GPT-5.6 Sol is the flagship model in OpenAI's GPT-5.6 series — the tier built for the hardest work: deep multi-step reasoning, large-scale software engineering, and long-horizon agentic workflows. It is especially strong at command-line and multi-file coding tasks, planning and executing across many tool calls while staying coherent over a 1.05M-token context window, and can emit up to 128K output tokens in a single response. It accepts text, image, and file inputs with text output, and exposes configurable reasoning effort so callers can trade latency and cost against depth per request. As a first-class OpenAI Responses model it plugs directly into agent frameworks, structured-output pipelines, and tool-calling loops. Use Sol when correctness on complex, high-value tasks matters more than cost — production coding agents, research and analysis, and multi-step automation that must not drift.
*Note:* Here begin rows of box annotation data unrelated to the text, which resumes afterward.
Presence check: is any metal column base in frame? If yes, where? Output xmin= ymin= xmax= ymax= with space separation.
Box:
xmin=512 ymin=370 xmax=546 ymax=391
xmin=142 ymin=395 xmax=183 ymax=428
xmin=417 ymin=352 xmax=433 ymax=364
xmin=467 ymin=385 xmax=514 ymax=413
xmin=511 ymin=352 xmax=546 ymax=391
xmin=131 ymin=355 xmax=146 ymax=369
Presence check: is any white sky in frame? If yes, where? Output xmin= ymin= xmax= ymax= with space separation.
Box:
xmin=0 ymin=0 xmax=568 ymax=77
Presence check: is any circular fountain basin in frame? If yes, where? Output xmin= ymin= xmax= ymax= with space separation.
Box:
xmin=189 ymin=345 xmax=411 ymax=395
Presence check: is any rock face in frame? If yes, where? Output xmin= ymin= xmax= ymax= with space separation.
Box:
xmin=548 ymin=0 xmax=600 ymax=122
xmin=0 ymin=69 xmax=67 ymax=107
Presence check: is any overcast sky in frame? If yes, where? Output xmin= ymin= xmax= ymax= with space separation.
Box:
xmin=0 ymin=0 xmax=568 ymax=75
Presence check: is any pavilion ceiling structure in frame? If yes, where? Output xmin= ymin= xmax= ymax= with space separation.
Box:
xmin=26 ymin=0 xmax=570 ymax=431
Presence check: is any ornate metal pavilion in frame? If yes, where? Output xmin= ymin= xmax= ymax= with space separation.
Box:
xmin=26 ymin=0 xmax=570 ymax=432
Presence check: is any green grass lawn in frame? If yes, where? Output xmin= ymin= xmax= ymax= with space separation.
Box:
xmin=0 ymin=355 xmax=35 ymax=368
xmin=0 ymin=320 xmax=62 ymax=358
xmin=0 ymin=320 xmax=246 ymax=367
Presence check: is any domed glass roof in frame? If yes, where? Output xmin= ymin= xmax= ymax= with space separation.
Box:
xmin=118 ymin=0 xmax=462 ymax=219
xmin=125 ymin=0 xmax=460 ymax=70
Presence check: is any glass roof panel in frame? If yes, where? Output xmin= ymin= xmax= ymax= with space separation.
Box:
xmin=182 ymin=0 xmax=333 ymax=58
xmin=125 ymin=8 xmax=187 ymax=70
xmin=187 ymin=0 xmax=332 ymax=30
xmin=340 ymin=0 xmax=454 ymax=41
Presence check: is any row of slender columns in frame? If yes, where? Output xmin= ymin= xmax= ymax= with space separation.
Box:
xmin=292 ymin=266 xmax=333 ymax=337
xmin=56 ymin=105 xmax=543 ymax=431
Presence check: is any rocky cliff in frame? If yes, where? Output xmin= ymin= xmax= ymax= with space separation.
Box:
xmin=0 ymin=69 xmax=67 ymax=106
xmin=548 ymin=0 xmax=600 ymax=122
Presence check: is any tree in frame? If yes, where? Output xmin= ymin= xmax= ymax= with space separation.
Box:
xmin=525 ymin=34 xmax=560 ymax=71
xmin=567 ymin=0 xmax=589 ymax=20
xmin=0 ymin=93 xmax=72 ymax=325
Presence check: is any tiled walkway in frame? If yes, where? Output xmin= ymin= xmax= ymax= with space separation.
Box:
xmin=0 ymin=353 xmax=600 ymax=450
GPT-5.6 Sol is an AI language model developed by OpenAI. It features a context window of 1,050,000 tokens, allowing it to process extremely long sequences of text, images, and files in a single…
GPT-5.6 Sol is optimized for tasks requiring extensive context and multimodal input. It can analyze entire books, lengthy contracts, or research papers in a single prompt, answering questions at any point. With image support, it can process hundreds of photographs, diagrams, or screenshots simultaneously. File input allows direct handling of PDFs, Word documents, and other formats, extracting information without manual preprocessing. In code, it can review large repositories, understand dependencies, and generate summaries across multiple files. These capabilities make it suitable for deep analysis, cross-document reasoning, and long-form generation. For example, a legal team could input an entire contract suite and ask targeted questions. A researcher could load a book and request chapter-by-chapter analysis. The model maintains coherence across the entire context.
For short prompts, simple Q&A, or tasks that fit within a smaller context window, a cheaper model like GPT-4o or GPT-4o-mini may be more efficient. These models are faster and less expensive per token. GPT-5.6 Sol's large context window comes with higher computational cost. If your task does not require processing tens of thousands of tokens or multimodal inputs, you may see better performance and lower latency with a smaller model. OrcaRouter allows you to switch between models easily, so you can use GPT-5.6 Sol only when the context depth is necessary. Evaluate your average prompt size. If most interactions are under 10,000 tokens, a smaller model will likely suffice. Reserve GPT-5.6 Sol for tasks that truly benefit from its context capacity.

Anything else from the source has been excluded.